Tonight, this morning, or however you want to describe the time of day when you haven't gone to bed yet but the moon is setting and the sun is rising. At that time, I was driving home from my friend's house.
She's one of my two best friends, or however you want to describe the friend that's seen you at your worst and your best, through decades of life - but always brings out the best in you. The friend who you can always be home with, the one who reminds you who you really are after the world tries to convince you otherwise or worse when you are behaving otherwise.
At that time, after driving home from that friend's house, I saw the big, pink, full moon, lying close to the horizon. It kind of looked like the sun, but wasn't. The sky was a periwinkle shade of blue, and there were very few clouds that kept it company. I took a picture but it was disappointing. Moon pictures never turn out as glorious as they look to you.

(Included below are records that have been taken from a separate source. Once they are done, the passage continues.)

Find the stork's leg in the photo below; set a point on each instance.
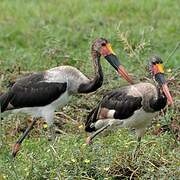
(135, 153)
(17, 145)
(52, 132)
(89, 139)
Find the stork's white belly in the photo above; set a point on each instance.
(46, 112)
(139, 119)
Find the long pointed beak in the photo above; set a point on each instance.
(167, 93)
(114, 61)
(162, 82)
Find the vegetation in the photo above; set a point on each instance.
(37, 35)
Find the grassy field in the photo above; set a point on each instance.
(37, 35)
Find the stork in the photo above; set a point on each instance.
(132, 106)
(41, 93)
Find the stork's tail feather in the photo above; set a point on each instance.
(92, 117)
(4, 100)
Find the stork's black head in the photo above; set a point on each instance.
(101, 47)
(157, 71)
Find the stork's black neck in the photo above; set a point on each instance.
(94, 84)
(160, 102)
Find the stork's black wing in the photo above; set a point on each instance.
(33, 91)
(123, 104)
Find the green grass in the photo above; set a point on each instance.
(37, 35)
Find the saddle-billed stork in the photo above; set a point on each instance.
(131, 106)
(41, 93)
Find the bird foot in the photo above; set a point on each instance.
(15, 149)
(89, 141)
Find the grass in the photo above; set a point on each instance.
(37, 35)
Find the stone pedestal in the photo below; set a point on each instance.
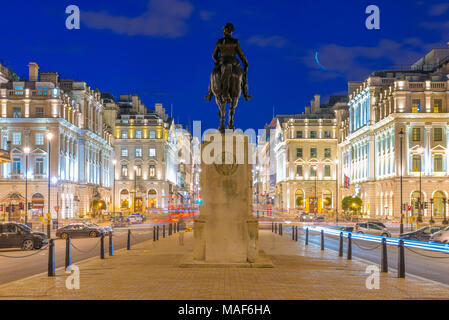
(226, 233)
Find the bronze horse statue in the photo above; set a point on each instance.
(228, 79)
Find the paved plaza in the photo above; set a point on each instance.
(150, 271)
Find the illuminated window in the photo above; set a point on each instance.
(416, 163)
(437, 105)
(416, 134)
(152, 171)
(16, 138)
(438, 134)
(39, 139)
(438, 163)
(327, 171)
(416, 105)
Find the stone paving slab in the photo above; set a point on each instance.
(151, 271)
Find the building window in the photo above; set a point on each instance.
(416, 163)
(416, 134)
(416, 105)
(17, 112)
(438, 163)
(152, 171)
(139, 170)
(438, 134)
(39, 139)
(437, 105)
(39, 167)
(16, 166)
(39, 112)
(16, 138)
(327, 171)
(124, 170)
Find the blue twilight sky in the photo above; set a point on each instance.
(161, 49)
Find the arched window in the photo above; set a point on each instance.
(299, 199)
(438, 203)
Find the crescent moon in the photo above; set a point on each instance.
(318, 62)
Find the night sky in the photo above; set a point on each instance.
(161, 49)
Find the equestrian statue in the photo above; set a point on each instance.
(228, 79)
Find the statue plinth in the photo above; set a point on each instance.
(226, 232)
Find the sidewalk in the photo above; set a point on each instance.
(150, 271)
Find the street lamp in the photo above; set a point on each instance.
(336, 191)
(420, 151)
(26, 150)
(114, 162)
(401, 229)
(49, 138)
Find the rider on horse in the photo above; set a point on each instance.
(224, 54)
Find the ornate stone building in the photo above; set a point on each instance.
(57, 134)
(414, 102)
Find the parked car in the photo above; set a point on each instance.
(441, 236)
(79, 230)
(108, 229)
(371, 228)
(18, 235)
(422, 234)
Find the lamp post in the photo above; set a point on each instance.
(401, 228)
(336, 191)
(114, 162)
(420, 205)
(135, 187)
(49, 138)
(445, 220)
(26, 150)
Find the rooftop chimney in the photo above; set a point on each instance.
(33, 71)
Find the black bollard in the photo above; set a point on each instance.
(102, 246)
(401, 259)
(51, 258)
(322, 239)
(111, 245)
(340, 248)
(68, 253)
(349, 246)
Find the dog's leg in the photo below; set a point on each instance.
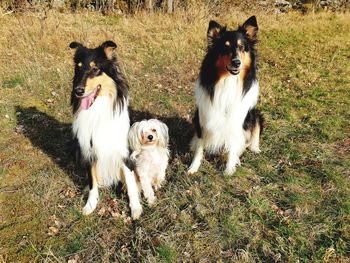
(159, 178)
(235, 149)
(254, 141)
(233, 160)
(133, 193)
(93, 193)
(146, 185)
(198, 155)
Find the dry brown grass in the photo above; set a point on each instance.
(290, 203)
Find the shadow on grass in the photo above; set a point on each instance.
(54, 138)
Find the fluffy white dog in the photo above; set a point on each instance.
(148, 141)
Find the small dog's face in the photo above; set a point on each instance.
(232, 49)
(148, 133)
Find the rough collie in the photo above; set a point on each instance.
(101, 121)
(226, 119)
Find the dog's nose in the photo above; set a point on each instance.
(236, 63)
(79, 90)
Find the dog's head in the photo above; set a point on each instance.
(148, 133)
(232, 50)
(94, 74)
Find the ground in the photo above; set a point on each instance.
(289, 203)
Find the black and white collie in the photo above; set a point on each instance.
(226, 94)
(101, 121)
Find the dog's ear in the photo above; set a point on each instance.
(133, 137)
(214, 31)
(251, 28)
(75, 45)
(164, 140)
(109, 49)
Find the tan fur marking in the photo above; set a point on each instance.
(107, 85)
(250, 31)
(109, 51)
(246, 64)
(221, 64)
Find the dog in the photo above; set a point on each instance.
(226, 92)
(148, 141)
(101, 122)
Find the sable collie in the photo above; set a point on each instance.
(226, 95)
(101, 121)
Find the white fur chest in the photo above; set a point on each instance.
(222, 118)
(102, 136)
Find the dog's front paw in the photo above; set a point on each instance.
(136, 212)
(91, 203)
(230, 170)
(255, 149)
(151, 200)
(89, 207)
(193, 169)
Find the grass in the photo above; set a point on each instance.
(290, 203)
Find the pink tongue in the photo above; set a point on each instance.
(88, 100)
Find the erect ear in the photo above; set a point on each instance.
(109, 49)
(75, 45)
(251, 28)
(214, 31)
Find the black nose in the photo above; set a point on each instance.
(236, 63)
(79, 90)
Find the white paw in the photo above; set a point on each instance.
(89, 207)
(193, 169)
(230, 170)
(255, 149)
(136, 212)
(157, 186)
(91, 203)
(151, 200)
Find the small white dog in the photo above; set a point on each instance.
(148, 141)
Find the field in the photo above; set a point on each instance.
(291, 203)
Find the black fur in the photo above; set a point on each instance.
(108, 65)
(254, 117)
(217, 36)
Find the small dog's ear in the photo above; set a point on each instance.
(133, 137)
(109, 49)
(165, 134)
(214, 31)
(75, 45)
(251, 28)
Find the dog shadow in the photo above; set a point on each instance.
(54, 138)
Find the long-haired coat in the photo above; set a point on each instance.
(101, 121)
(148, 141)
(226, 95)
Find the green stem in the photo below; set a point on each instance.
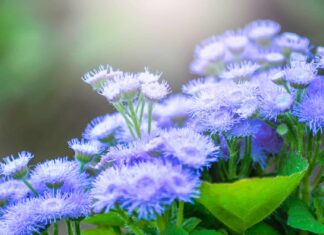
(56, 229)
(69, 227)
(150, 111)
(77, 227)
(180, 214)
(30, 186)
(134, 118)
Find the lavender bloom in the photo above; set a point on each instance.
(300, 74)
(155, 91)
(103, 128)
(172, 111)
(85, 150)
(16, 167)
(311, 111)
(240, 72)
(190, 148)
(147, 187)
(58, 174)
(97, 77)
(262, 31)
(289, 42)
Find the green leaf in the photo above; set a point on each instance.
(205, 232)
(246, 202)
(100, 231)
(301, 218)
(262, 229)
(172, 229)
(109, 219)
(190, 224)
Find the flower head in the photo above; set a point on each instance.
(311, 111)
(16, 167)
(189, 148)
(240, 72)
(155, 91)
(85, 150)
(97, 77)
(58, 174)
(262, 31)
(103, 128)
(146, 187)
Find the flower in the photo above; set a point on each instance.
(189, 148)
(262, 31)
(85, 150)
(97, 77)
(289, 42)
(300, 73)
(311, 111)
(16, 167)
(155, 91)
(103, 128)
(212, 49)
(58, 174)
(146, 187)
(240, 71)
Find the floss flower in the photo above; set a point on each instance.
(16, 167)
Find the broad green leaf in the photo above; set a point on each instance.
(172, 229)
(301, 218)
(109, 219)
(262, 229)
(190, 224)
(246, 202)
(205, 232)
(100, 231)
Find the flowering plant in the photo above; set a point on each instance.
(237, 152)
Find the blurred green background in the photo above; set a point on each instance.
(46, 46)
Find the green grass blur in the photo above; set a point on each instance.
(46, 46)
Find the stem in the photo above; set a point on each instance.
(180, 214)
(69, 227)
(30, 186)
(150, 111)
(134, 118)
(56, 229)
(77, 228)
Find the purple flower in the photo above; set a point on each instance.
(58, 174)
(262, 31)
(146, 187)
(104, 127)
(16, 167)
(189, 148)
(311, 111)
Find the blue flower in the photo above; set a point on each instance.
(58, 174)
(16, 167)
(311, 111)
(262, 31)
(146, 187)
(239, 72)
(97, 77)
(189, 148)
(289, 42)
(104, 127)
(85, 150)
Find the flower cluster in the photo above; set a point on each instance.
(259, 93)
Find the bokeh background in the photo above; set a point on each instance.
(46, 46)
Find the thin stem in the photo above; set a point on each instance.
(30, 186)
(56, 229)
(150, 111)
(69, 227)
(180, 214)
(77, 227)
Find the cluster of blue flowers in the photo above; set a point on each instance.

I thought of all the mystic connections to the moon, how it controls the ocean waves, how it controls women's cycles, and how heathens worshipped it. I thought of all the moon rituals forgotten and the moon rituals still practiced.
The new moon is meant to be a time to set intentions, to let go of what no longer serves you, while the full moon is a time to bring more of what you want in your life, of manifestation. And the moon being in the sign of Sagittarius, as it was this night, is to mean a time of adventure and exploration.
I don't know what you believe, it doesn't really matter, the point is the moon was in all its glory reminding me of the space that surrounds our little planet and how little we know about it. And how I had just spent the last eight and a half hours talking with that friend about other mysterious things we didn't know much about like humanity, hell and heaven, death, love, and fear.
She had lost her beloved dog weeks earlier, and in the immediate days after she asked "What was the point in getting a pet at all, if it felt like this after you lost them? What was the point?"
The death of a dog seems harder and simpler in some ways than that of a human because the relationship was so pure. It was simply love. Our pets never lashed out with hurtful words. They never demeaned us, there was no need to forgive and there was no regret for not forgiving faster.
Now, weeks later she and her husband decided to get another dog. "It sounds so cheesy, and people said it to me so many times. But the point is to love, that's the point of life. Life is love." And it hit me in a way those cheesy words I had heard in many variations before never had.
Love transforms every other emotion, kind of like the letter R after a vowel, changing the sound of what was before. Like how the moon alters the night sky and calls the waves to chase it.